Nothing has ever topped Evil Wells shoving a hand through his chest and stopping his heart, and he really, really hopes nothing ever will, because no matter how long he lives and how much therapy he goes to he’s never quite going to be over that, but that apparently doesn’t give him a free pass to _not_ see more rough shit, because here he is, seeing it. 

The first thing he does after snapping out of the vibe is to immediately reconsider much of his life in light of new information. The second thing he does is to launch headfirst into a crisis, and the third is to start texting Barry before realizing that having a crisis standing up in his bedroom isn’t all that dramatic. He finishes his text to Barry laying facedown on the floor, and in the span of about two seconds, Barry’s there. It’s an underrated perk of being best friends with the Flash, honestly, and maybe a privilege he abuses, but sometimes it just feels warranted. 

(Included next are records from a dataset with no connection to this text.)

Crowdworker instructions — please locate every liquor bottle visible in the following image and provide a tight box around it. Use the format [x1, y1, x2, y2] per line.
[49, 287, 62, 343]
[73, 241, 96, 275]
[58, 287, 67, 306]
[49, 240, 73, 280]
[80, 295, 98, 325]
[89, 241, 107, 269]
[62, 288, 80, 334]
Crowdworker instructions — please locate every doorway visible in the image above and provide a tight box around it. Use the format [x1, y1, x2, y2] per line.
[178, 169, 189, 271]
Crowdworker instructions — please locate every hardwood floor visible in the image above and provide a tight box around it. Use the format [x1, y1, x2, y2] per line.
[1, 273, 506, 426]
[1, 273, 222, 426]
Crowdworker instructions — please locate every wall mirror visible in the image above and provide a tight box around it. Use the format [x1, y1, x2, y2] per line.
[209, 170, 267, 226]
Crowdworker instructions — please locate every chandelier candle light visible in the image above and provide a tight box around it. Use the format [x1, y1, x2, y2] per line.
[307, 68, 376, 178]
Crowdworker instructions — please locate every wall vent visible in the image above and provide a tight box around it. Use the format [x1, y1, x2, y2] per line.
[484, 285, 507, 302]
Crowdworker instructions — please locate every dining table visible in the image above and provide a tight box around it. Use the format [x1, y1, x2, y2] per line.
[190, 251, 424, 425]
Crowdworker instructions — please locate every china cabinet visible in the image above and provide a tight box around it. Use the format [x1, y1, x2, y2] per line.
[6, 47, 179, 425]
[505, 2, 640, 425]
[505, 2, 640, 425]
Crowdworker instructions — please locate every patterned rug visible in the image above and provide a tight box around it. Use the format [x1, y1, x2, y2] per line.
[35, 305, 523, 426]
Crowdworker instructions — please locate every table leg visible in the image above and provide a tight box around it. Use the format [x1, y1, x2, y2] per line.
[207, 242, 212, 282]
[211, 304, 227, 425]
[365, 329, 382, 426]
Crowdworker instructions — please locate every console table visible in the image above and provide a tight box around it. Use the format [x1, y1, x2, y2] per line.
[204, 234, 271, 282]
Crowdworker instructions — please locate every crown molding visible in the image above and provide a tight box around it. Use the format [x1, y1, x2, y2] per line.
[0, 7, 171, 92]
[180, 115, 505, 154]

“I’m here. What’s the emergency?”

“I had a vibe of another Earth.”

“Are we about to have to go there? Because I’m really gonna need to do some laundry real quick if that’s the case.”

“No.”

“Nobody’s coming here, are they?”

“Nope.”

“I’m running out of things we consider a crisis.”

“I had a vibe of me and Hartley from that other Earth, and we were married.”

“Married.” Of all the things Barry might have been expecting, this clearly hadn’t been one of them, a sentiment Cisco finds himself sharing.

“Yup,” Cisco says, popping the “p”. 

“You’re married on that Earth.”

“Yup.”

“To each other?” Barry asks, just to clarify. 

“Yup.”

Barry takes a seat on Cisco’s bed, kicking his feet. “Well, if it helps, I don’t think you’re in any danger of that happening on this Earth.”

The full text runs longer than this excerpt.